Lukas Podolski hatte soeben das letzte Länderspiel seiner Karriere bestritten. Aus den Stadionboxen wummerte „Ne Kölsche Jong“der Kölner Band „Brings“. Dreimal ließ der DJ die Rheinländer davon singen, dass die Sprache ein Geschenk Gottes sei und Kölsch im Speziellen der allergroßartigste Dialekt. Und wenn man nur fest daran glaubt, dann stimmt es auch. Zumindest für einige Minuten. An jenem Abend fiel es zudem nicht schwer, Halt im Spirituellen zu finden.
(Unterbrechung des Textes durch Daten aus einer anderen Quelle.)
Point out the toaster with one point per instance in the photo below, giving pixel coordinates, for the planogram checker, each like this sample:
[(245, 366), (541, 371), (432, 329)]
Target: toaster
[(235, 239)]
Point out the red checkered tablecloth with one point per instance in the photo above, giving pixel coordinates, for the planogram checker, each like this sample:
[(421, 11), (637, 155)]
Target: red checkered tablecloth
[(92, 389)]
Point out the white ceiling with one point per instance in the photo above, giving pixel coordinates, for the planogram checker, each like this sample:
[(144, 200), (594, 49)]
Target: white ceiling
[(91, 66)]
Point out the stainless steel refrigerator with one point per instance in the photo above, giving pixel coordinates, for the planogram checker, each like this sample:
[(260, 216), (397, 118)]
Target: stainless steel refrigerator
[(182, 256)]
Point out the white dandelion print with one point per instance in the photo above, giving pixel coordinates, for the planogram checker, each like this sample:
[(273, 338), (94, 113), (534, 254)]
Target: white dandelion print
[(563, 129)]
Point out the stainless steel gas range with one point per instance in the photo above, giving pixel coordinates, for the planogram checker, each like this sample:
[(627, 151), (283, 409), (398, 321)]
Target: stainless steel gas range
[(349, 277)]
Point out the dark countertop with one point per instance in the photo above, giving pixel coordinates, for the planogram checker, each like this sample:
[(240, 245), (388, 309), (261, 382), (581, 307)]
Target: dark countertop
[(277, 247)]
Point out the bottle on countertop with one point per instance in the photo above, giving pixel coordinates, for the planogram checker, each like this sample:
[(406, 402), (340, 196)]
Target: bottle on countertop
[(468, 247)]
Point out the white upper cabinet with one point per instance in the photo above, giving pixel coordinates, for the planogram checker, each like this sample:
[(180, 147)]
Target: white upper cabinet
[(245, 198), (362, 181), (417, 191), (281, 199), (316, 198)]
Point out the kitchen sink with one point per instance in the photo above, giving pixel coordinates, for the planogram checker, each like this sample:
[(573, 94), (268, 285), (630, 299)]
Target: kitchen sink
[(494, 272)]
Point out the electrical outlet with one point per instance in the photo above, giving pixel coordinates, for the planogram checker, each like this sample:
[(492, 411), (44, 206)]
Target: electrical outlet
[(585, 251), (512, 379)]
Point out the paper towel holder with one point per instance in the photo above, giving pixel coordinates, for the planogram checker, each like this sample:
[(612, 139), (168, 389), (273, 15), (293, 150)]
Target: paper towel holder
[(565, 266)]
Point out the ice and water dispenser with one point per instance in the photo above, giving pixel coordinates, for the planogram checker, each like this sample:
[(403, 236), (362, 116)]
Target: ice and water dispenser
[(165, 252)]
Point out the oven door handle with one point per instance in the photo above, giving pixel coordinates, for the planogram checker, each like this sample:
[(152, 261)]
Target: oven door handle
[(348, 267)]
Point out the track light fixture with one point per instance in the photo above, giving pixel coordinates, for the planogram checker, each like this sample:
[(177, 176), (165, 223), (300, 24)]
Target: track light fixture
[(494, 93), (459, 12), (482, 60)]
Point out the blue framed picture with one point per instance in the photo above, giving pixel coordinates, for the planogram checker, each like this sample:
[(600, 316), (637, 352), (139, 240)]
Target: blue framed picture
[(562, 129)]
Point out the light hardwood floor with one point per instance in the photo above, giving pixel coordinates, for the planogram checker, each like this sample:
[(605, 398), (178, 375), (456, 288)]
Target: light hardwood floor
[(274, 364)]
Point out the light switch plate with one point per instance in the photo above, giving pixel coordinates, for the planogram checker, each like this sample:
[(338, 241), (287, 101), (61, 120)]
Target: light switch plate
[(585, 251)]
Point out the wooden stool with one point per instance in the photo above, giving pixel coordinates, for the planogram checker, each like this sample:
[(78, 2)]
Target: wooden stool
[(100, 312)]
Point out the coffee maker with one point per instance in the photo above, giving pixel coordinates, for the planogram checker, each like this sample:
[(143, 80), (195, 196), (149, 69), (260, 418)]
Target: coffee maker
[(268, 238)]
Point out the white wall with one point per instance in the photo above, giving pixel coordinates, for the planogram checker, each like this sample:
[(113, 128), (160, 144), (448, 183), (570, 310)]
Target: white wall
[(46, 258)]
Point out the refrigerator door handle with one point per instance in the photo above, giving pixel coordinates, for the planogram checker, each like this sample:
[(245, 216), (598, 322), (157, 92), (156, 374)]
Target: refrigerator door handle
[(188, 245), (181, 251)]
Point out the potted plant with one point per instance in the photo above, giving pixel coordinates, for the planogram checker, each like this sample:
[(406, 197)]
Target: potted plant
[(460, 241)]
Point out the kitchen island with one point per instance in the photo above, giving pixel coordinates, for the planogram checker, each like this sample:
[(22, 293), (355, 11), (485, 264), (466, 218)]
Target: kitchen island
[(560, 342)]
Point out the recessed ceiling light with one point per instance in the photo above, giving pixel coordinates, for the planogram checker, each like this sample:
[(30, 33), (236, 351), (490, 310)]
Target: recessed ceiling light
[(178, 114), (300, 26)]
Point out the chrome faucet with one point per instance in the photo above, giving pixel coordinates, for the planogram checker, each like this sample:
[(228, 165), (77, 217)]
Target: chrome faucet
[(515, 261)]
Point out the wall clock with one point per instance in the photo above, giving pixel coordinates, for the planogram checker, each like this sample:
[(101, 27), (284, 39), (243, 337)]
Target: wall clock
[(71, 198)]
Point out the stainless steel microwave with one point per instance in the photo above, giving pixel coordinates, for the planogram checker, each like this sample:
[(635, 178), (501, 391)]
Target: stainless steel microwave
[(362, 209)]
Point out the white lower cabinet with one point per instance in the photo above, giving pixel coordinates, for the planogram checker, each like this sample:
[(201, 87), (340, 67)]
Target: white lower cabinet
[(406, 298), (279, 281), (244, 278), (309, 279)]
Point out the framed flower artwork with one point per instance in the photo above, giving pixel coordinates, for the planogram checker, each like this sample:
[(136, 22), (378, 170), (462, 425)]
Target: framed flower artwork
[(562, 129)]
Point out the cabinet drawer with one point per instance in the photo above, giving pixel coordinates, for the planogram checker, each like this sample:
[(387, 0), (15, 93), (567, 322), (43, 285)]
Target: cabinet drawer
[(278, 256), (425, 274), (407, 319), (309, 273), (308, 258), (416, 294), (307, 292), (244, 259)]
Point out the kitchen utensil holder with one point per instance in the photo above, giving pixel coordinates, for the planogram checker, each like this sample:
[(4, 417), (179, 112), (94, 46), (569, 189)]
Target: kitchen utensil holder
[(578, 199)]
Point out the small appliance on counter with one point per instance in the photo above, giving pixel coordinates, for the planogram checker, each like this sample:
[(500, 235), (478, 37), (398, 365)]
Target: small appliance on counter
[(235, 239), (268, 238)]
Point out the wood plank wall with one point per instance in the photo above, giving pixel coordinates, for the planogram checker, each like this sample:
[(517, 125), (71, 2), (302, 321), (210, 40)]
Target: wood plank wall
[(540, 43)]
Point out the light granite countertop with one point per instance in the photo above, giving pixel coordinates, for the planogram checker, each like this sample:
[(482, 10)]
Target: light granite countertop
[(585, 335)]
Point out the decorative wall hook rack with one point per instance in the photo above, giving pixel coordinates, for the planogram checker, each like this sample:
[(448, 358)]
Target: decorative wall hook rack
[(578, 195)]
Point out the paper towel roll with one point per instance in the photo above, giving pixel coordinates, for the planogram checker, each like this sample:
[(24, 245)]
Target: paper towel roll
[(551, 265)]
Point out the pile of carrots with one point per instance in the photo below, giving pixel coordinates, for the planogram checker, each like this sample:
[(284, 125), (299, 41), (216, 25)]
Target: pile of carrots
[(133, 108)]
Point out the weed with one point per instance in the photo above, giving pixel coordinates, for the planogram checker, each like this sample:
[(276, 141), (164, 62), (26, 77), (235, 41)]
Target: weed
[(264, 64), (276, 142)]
Podolski selbst mutmaßte nach dem 1:0-Sieg gegen England, „dass ich einen linken Fuß habe, den mir der liebe Gott oder sonst wer gegeben hat“. Dieser übernatürlichen Extremität hatte es die deutsche Nationalmannschaft zu verdanken, dass sie als Sieger vom Platz ging. Nach 69 Minuten war der Ball über Toni Kroos und André Schürrle zu Podolski gelangt, der sinnhaften Gebrauch seines überirdischen Geschenks machte und den Ball sehenswert im Winkel versenkte. Eine Viertelstunde später wurde der Torschütze gegen Sebastian Rudy ausgetauscht.
Die Zuschauer erhoben sich, Podolskis Name wurde skandiert – und doch war es nur der Vorlauf für das große Fest nach dem Spiel. Als ihn seine Mitspieler im gebührenden Abstand auf der Ehrenrunde begleiteten und ihn schließlich vor der rot-weißen Wand in die Höhe warfen.
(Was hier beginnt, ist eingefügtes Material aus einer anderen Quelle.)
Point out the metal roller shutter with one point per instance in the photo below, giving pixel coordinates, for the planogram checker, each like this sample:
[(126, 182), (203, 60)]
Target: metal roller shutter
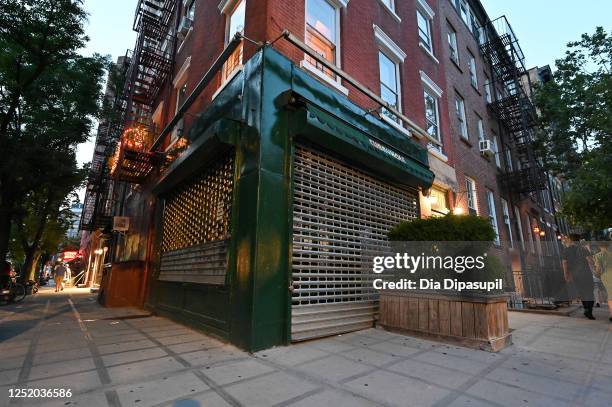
[(339, 213)]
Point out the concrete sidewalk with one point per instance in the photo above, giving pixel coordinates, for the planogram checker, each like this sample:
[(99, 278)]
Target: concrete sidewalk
[(66, 340)]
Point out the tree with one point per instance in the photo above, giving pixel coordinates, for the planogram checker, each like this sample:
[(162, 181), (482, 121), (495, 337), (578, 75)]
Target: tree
[(44, 215), (576, 133), (48, 96)]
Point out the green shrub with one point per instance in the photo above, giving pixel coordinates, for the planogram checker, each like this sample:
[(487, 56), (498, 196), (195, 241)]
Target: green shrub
[(450, 228)]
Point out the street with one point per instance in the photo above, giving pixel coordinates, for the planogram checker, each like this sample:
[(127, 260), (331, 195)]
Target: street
[(122, 357)]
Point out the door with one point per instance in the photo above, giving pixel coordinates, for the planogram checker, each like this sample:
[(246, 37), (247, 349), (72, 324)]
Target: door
[(340, 216)]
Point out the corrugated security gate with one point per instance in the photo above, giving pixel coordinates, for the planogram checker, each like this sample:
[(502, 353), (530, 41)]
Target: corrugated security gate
[(339, 213), (196, 226)]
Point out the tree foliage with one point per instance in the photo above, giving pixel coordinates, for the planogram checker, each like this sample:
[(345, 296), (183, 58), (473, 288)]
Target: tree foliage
[(576, 134), (49, 98)]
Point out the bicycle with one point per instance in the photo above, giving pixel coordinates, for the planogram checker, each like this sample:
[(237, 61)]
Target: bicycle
[(14, 291)]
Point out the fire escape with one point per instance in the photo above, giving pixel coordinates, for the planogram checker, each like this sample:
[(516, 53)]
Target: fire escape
[(122, 146), (150, 67), (512, 106)]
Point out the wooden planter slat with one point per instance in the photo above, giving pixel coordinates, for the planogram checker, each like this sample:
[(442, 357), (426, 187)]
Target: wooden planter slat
[(475, 321)]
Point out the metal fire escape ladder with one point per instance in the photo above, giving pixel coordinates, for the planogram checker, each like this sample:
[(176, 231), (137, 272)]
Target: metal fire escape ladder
[(512, 106)]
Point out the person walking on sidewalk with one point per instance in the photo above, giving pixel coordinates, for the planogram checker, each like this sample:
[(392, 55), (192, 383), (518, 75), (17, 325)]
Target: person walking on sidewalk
[(603, 270), (577, 270), (60, 273)]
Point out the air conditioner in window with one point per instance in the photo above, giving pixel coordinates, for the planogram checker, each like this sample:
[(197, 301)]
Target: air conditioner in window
[(184, 27), (486, 148)]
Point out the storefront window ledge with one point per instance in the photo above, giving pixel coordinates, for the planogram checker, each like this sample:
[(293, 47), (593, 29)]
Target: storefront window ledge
[(227, 80), (320, 75)]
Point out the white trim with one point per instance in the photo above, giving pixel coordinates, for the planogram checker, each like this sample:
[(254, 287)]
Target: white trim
[(178, 51), (227, 80), (181, 76), (398, 126), (388, 45), (426, 8), (391, 10), (339, 3), (226, 5), (428, 52), (437, 153), (321, 75), (427, 81)]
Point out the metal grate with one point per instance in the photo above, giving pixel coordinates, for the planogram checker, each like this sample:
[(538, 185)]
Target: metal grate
[(340, 215), (199, 211)]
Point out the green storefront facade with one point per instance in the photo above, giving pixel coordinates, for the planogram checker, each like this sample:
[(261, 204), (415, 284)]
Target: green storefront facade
[(239, 284)]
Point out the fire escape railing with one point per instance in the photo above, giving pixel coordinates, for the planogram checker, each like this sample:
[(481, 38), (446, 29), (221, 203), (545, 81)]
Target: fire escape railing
[(512, 106)]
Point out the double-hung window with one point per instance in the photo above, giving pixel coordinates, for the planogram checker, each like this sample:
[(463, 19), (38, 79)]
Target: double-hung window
[(481, 134), (432, 116), (390, 58), (322, 33), (506, 214), (472, 69), (470, 189), (389, 83), (452, 45), (425, 17), (493, 215), (460, 111), (235, 24)]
Momente, die vergessen lassen, dass die deutsche Mannschaft zuvor eines ihrer schwächeren Länder- spiele der jüngeren Vergangenheit abgeliefert hatte. Von den Engländern wurde das Aufbauspiel geschickt unterbunden. Trotzdem forderte Löw sein Team auf, den Ball spielerisch über die Mittellinie zu bringen. Andere Möglichkeiten hat die Mannschaft auch nicht. Für das Verarbeiten langer Schläge fehlt dem Bundestrainer schlicht das Personal. Weil zudem mit Boateng, Götze, Reus, Özil, Draxler, Gomez, Gündogan und Khedira zahlreiche Spieler verletzungsbedingt passen mussten, konnten die Mechanismen nicht greifen.
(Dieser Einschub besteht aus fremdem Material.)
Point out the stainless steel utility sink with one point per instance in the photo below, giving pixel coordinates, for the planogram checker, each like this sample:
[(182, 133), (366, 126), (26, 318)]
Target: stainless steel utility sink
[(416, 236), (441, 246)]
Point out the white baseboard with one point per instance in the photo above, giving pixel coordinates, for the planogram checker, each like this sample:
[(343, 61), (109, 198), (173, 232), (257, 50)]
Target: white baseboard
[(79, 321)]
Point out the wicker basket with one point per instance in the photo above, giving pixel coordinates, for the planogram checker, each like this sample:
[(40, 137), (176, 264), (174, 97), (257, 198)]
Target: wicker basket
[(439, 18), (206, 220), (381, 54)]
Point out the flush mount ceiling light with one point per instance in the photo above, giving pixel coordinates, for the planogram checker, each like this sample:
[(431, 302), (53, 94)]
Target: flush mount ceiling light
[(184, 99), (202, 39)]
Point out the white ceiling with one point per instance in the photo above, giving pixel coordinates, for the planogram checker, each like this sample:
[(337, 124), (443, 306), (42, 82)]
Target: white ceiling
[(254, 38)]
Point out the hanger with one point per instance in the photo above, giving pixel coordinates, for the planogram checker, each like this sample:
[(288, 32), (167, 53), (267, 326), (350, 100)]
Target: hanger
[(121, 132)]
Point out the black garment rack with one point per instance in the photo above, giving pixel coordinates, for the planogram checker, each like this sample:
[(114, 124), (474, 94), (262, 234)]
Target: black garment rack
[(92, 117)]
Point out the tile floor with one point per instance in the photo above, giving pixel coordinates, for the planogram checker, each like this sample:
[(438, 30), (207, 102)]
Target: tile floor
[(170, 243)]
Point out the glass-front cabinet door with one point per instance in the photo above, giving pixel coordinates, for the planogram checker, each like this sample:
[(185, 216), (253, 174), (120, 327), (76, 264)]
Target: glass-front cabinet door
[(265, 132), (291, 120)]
Löw war ob des energischen britischen Auftritts schon beinahe dankbar. „Das ist eine gute Schule. Die jungen Spieler können viel lernen.“Mehr jedenfalls als bei Spielen gegen San Marino. Oder Aserbaidschan. Dorthin führt das DFBTeam die nächste Dienstreise. Am Sonntag tritt die deutsche Mannschaft in der Hauptstadt Baku an, um sich die nächsten Punkte auf dem Weg zur Weltmeisterschaft im kommenden Jahr in Russland zu sichern. Neben Podolski, der die kommenden Tage in Köln verbringt, tritt auch Timo Werner die Reise nach Aserbaidschan nicht an. Der Debütant erlitt einen Muskelfaserriss und wurde gegen England in der 77. Minute ausgewechselt. Dabei wurde der 21-Jährige von Teilen des Publikums ausgepfiffen. Sie haben ihm immer noch nicht die Schwalbe im vergangenen Dezember gegen den FC Schalke verziehen. Die Unmutsbekundungen sind aus zweierlei Gründen recht eigenwillig. Zum einen, weil Dortmunds Rivale Schalke darunter zu leiden hatte, und zum anderen, weil Andreas Möller bei seiner legendären Flugeinlage vor 22 Jahren ein Dortmunder Trikot trug. Wenn zwei das Gleiche tun, ist es eben nicht immer dasselbe.
Podolski indes genoss seinen großen Abend. Ein Abend, der nochmals zeigte, dass der 31-Jährige in den vergangenen Jahren eben nicht nur als Maskottchen der Mannschaft diente.
Dieses Geschenk Gottes, über das er verfügt, kann Spiele entscheiden, wenn der spielerische Plan eines Teams nicht aufgeht. Möglicherweise widmen „Brings“Poldis linkem Fuß irgendwann auch mal einen Song.